I don’t have children yet but I often wonder if it’s the right path for me, and I admit that the option to have children is often accompanied by the idea of these magical hormones that will arrive and kickstart me into being a perfect mum. I’m glad to see someone saying that is not always the case!
Speaking candidly about these things is the only way forward I feel- for too long (and I’m talking about centuries of course), women have been fed this idea that our bodies and hormones crave and thrive in motherhood above all else!
It’s not rare for me to hear people around me talking about children as if they are a box to check off on the checklist of life, instead of a conscious choice. I wonder what society would be like if that wasn’t simply drilled into our heads (24/7/365) as an expectation!
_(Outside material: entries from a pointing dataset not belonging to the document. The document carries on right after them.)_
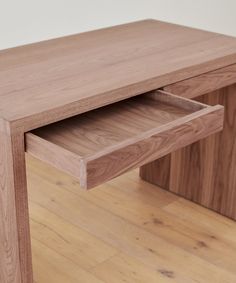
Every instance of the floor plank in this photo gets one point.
(124, 231)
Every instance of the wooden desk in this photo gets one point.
(53, 80)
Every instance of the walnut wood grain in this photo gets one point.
(104, 143)
(204, 172)
(15, 251)
(49, 81)
(204, 83)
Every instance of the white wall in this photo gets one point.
(26, 21)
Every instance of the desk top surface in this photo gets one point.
(52, 80)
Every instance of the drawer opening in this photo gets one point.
(103, 143)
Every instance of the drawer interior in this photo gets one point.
(72, 143)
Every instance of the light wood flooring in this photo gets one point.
(123, 231)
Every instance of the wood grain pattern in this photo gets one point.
(204, 83)
(15, 259)
(205, 171)
(53, 80)
(77, 234)
(105, 143)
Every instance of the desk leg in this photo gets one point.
(15, 248)
(204, 172)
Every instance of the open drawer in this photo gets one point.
(101, 144)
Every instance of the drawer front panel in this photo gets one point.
(102, 144)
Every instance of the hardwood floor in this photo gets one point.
(124, 231)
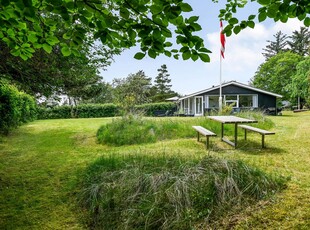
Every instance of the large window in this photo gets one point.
(237, 101)
(213, 101)
(246, 101)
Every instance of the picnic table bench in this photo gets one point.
(257, 130)
(205, 132)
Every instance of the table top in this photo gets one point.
(231, 119)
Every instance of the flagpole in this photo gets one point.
(222, 50)
(220, 98)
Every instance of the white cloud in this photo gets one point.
(243, 53)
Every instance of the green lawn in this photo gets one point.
(41, 164)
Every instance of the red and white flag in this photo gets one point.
(222, 37)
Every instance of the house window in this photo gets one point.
(213, 101)
(231, 100)
(246, 100)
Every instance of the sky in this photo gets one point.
(243, 52)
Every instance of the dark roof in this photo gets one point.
(231, 83)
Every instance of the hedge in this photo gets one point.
(99, 110)
(15, 107)
(80, 111)
(151, 108)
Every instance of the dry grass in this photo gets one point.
(41, 164)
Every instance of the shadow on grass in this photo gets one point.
(250, 147)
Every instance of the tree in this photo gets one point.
(300, 86)
(276, 46)
(49, 74)
(162, 89)
(300, 42)
(26, 25)
(131, 91)
(276, 73)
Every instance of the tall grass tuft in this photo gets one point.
(136, 129)
(143, 192)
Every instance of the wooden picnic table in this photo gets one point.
(231, 120)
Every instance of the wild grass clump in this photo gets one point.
(135, 129)
(169, 193)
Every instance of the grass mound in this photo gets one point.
(135, 129)
(141, 192)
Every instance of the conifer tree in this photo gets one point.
(162, 88)
(276, 46)
(300, 42)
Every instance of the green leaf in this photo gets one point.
(24, 57)
(167, 53)
(47, 48)
(52, 40)
(186, 55)
(5, 3)
(124, 13)
(264, 2)
(176, 56)
(155, 9)
(157, 34)
(251, 17)
(233, 21)
(65, 51)
(307, 22)
(204, 50)
(139, 55)
(193, 19)
(27, 3)
(262, 16)
(237, 29)
(204, 57)
(194, 56)
(152, 53)
(168, 44)
(185, 7)
(251, 24)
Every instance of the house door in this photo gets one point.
(199, 106)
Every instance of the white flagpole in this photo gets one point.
(222, 49)
(220, 98)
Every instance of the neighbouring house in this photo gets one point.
(242, 96)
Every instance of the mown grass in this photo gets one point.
(43, 163)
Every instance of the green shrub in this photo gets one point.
(144, 192)
(150, 108)
(15, 107)
(80, 111)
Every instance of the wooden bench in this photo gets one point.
(257, 130)
(204, 132)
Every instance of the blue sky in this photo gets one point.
(242, 55)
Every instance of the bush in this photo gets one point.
(80, 111)
(15, 107)
(144, 192)
(151, 108)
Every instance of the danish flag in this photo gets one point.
(222, 37)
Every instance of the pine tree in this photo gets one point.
(276, 46)
(162, 88)
(300, 42)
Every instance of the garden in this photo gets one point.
(66, 173)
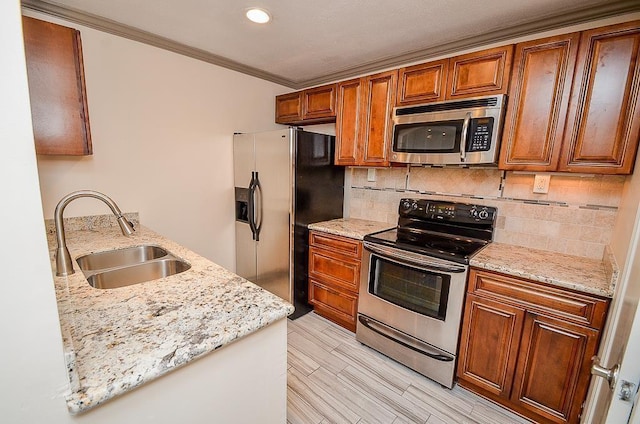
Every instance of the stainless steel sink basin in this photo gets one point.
(132, 265)
(134, 274)
(120, 257)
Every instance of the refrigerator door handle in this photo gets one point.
(255, 188)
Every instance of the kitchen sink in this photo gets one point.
(131, 265)
(134, 274)
(120, 257)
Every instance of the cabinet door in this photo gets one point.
(603, 124)
(348, 122)
(554, 368)
(379, 98)
(336, 305)
(56, 88)
(538, 102)
(422, 83)
(489, 345)
(289, 108)
(480, 73)
(334, 270)
(319, 102)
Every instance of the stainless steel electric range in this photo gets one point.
(414, 280)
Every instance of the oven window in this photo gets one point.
(432, 137)
(418, 290)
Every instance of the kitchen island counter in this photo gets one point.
(572, 272)
(115, 340)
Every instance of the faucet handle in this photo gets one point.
(125, 225)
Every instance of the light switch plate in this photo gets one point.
(541, 183)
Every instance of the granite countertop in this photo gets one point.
(117, 339)
(350, 227)
(582, 274)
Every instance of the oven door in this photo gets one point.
(413, 293)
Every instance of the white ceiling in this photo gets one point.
(313, 42)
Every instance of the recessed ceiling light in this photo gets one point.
(259, 16)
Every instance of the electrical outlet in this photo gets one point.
(371, 174)
(541, 183)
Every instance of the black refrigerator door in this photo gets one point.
(319, 194)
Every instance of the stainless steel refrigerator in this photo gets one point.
(284, 180)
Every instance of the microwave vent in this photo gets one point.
(452, 105)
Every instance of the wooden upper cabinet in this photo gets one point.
(348, 122)
(422, 83)
(603, 123)
(363, 120)
(289, 108)
(480, 74)
(319, 102)
(311, 106)
(379, 98)
(56, 88)
(538, 101)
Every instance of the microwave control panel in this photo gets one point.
(480, 131)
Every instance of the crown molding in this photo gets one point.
(548, 23)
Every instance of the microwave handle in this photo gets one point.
(463, 139)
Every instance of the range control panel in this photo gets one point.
(446, 211)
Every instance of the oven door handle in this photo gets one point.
(404, 340)
(407, 258)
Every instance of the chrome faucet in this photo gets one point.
(64, 265)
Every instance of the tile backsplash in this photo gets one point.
(576, 216)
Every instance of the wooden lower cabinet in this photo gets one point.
(334, 277)
(518, 351)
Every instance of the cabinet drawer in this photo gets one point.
(338, 244)
(333, 269)
(577, 307)
(335, 305)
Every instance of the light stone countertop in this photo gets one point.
(117, 339)
(572, 272)
(350, 227)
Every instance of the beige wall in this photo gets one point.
(31, 359)
(162, 127)
(577, 216)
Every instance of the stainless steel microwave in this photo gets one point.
(460, 132)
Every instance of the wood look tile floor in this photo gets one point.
(332, 378)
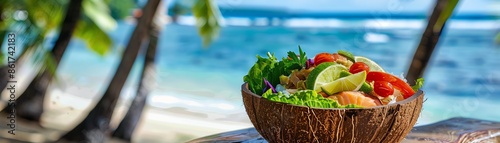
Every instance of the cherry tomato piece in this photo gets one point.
(397, 83)
(383, 88)
(404, 87)
(358, 67)
(323, 57)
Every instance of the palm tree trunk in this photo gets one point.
(30, 103)
(128, 124)
(428, 42)
(94, 126)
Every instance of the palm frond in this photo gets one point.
(208, 20)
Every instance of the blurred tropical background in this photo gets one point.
(172, 70)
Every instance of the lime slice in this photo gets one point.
(349, 83)
(372, 64)
(322, 74)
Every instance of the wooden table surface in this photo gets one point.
(464, 130)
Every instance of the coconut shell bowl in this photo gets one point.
(280, 122)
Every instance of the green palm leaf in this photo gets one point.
(208, 19)
(96, 39)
Clearly I think about this a lot and could talk about it all day, but I really appreciate you writing this post 🙂
I think it’s so important for mom’s to be honest about their feelings towards parenting. Raising a child is incredibly hard work and like any other type of work isn’t right for everyone. I don’t have the skills or temperament to be a first grade teacher or professional beat boxer. Not for me. I wanted a family, but now that I am a parent, I know I’m not the right person to have multiple children.
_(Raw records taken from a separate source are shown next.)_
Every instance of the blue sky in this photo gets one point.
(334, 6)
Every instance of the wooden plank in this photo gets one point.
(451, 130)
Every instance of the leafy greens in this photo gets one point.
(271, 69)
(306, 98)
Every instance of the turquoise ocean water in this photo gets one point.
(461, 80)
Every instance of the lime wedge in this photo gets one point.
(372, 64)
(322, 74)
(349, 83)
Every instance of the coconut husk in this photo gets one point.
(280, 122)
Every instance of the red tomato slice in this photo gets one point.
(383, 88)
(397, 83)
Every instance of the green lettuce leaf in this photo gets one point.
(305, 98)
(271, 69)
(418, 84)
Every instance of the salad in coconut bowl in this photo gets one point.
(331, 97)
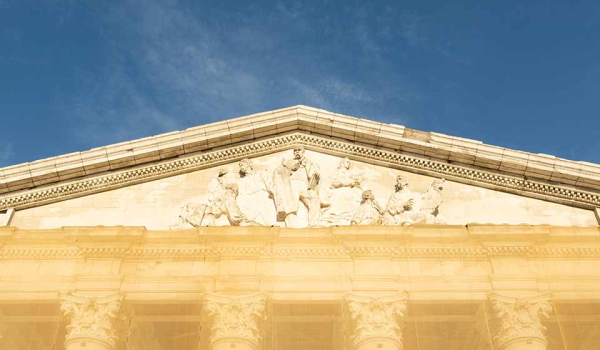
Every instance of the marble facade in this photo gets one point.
(300, 229)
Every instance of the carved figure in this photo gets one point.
(369, 212)
(297, 180)
(401, 202)
(255, 198)
(205, 214)
(234, 214)
(428, 211)
(344, 195)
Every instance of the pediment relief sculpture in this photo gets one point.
(297, 194)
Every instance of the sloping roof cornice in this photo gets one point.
(439, 148)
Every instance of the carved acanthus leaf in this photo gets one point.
(376, 317)
(91, 317)
(235, 317)
(516, 318)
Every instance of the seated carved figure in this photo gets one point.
(369, 212)
(206, 214)
(234, 214)
(342, 194)
(406, 208)
(428, 210)
(401, 204)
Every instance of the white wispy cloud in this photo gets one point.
(6, 153)
(171, 69)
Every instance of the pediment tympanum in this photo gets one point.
(300, 188)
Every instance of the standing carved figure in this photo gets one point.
(255, 196)
(343, 195)
(369, 212)
(297, 180)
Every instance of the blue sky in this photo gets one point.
(81, 74)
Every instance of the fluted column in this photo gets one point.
(376, 323)
(92, 320)
(235, 320)
(517, 322)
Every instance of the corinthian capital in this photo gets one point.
(519, 319)
(376, 318)
(91, 318)
(235, 317)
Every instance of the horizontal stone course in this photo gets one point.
(218, 134)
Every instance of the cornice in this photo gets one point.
(342, 246)
(565, 194)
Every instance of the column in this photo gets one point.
(516, 323)
(235, 320)
(376, 323)
(92, 321)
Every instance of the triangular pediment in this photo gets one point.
(266, 137)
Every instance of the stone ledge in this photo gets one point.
(169, 145)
We also need to stop assuming motherhood is the dream for any person who happens to be female. It is fulfilling for so many women, but we’re not all the same. And that’s totally ok.
[…] Every parenting decision we make involves a risk-benefit analysis. There is no golden standard, no rule book that guarantees our kids will be happy, healthy and successful. And sometimes the risk benefit analysis needs to include the simple “this would drive me insane”, be it beeping toys, co-sleeping or not having more than one child.. […]
[…] breastfeeding feeding schedule was every two hours, so I didn’t sleep for almost a year. She has severe separation anxiety which has allowed me one night off in over four years, and that night was such a disaster it will […]
It’s ok not to want any more, you know. The perfect family for you will be the family that you end up with and if that’s just one child, that’s fine. x
I think that some parents are simply not comfortable in the baby/toddler stages. It is the case of my husband who has no patience with babies/small children, but will likely be great dealing with teenager angst later (he is a pastor and has no problem working with the youth groups). Also I think that one single child is much more work than 2 or 3 kids of about the same age. My kids play together without me most of the day 🙂
(I think too that there are many more selfish reasons NOT to have children, than there are for becoming a parent!)
I enjoyed the candid reflection on motherhood; your experiences with little Audrey would certainly test the most maternal of mums. I would even suggest that a lot of woman are not DNA coded to be mothers at all. Of course, for a woman to deny her biology and follow a childless family future is a tough call; those social pressures are difficult to contradict.
Amazing writing, Brynn. It keeps the reader at a fast speed.I liked it very much.